I saw this amazing tweet where there’s a little toy truck on the back of a huge flatbed truck and it says “This is my blog on Kubernetes.” I think it’s really accurate. I think there’s a lot of startups that are looking at this, and they think they need Kubernetes. You’re not at a scale yet where it makes sense. If you have two microservices, Kubernetes brings along 100. You’ve increased your number of services by 2,000 percent for no real benefit (n.b. exaggeration). If you look at the Gartner Hype Cycle, I would say the large companies are getting a lot of benefit out of it, and that small and midsize companies are slowly realizing that the burden of maintaining a cluster isn’t necessarily worth the uptime and auto-restarting, and all the stuff that comes with it.
This goes back to our earlier conversation, too: When does it make sense to have an SRE? I think Kubernetes doesn’t make sense until it also makes sense to have dedicated SREs. Someone has to keep Kubernetes up and running. If you’re using a cloud provider, — something that’s managed and has uptime — I think that pushes Kubernetes a little bit to the right, even if you’re a small startup. It’s also worth noting that the costs of those services are high. The average Kubernetes cluster is at minimum $300 a month across all the clouds for a small company, and you could run on a VM for a third of that cost. Again, going back to budgeting and funding, there are benefits, but you really have to figure out whether it is worth it.

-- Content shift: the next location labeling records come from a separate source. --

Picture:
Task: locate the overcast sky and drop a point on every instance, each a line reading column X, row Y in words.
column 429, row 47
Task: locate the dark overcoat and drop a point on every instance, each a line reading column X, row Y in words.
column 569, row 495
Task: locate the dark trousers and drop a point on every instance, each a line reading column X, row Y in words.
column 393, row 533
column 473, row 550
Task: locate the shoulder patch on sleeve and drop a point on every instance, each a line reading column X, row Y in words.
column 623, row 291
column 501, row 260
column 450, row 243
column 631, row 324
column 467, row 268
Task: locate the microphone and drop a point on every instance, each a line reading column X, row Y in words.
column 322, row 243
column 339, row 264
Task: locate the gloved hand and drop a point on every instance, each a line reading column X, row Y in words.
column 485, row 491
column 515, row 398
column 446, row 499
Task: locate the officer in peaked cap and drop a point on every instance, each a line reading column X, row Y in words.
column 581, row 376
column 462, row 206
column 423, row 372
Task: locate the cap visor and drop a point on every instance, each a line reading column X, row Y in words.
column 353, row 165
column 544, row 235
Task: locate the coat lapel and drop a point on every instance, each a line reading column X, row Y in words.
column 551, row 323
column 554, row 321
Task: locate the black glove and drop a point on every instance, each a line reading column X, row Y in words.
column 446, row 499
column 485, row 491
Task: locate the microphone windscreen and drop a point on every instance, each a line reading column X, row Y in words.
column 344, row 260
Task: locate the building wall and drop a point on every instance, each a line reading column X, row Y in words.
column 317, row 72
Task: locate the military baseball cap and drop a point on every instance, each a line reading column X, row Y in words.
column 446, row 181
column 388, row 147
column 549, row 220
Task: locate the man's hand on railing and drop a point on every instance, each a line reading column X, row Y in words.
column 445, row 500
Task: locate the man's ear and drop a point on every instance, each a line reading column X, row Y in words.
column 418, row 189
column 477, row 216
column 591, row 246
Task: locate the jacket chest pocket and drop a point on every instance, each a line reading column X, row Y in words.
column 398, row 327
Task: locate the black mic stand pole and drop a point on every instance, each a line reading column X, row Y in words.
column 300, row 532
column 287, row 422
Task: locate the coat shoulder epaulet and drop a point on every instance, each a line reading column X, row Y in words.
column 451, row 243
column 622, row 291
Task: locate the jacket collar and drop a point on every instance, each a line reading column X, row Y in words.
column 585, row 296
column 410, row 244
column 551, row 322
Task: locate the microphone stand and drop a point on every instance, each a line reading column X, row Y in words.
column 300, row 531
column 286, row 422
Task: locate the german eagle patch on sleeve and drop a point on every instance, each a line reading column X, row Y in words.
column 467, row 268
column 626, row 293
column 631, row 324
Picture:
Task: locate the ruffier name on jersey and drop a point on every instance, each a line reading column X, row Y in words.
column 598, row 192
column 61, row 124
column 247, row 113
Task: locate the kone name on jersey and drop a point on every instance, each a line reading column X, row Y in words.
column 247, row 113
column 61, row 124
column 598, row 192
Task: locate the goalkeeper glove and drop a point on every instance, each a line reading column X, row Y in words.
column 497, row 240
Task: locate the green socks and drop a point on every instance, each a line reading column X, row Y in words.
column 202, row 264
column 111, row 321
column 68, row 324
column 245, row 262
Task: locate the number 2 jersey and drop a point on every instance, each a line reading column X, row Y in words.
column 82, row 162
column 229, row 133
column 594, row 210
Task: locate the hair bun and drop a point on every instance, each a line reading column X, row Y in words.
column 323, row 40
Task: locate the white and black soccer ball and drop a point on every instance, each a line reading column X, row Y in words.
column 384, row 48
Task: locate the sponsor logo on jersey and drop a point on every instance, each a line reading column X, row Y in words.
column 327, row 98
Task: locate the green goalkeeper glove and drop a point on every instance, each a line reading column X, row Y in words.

Being a developer advocate, you talk to a lot of practitioners, but I’m sure you also get a lot of feedback from senior software developers and people working in business-related roles. What are the most common concerns when it comes to software deliverability, maintenance and scalability that you hear about from them?
Product teams generally have a difficult time understanding reliability. Many product owners tend to have a “where’s my feature?” attitude. Bug fixes and improving reliability is not something very high on their radar. This is where error budgets and the SRE model come in. If product owners had their way, you would just ship your features all the time. But the SREs need to be able to push back and say, “The last 10 features you delivered were great, but they have some bugs. If you keep delivering features that have bugs, eventually the system is going to become too unreliable.”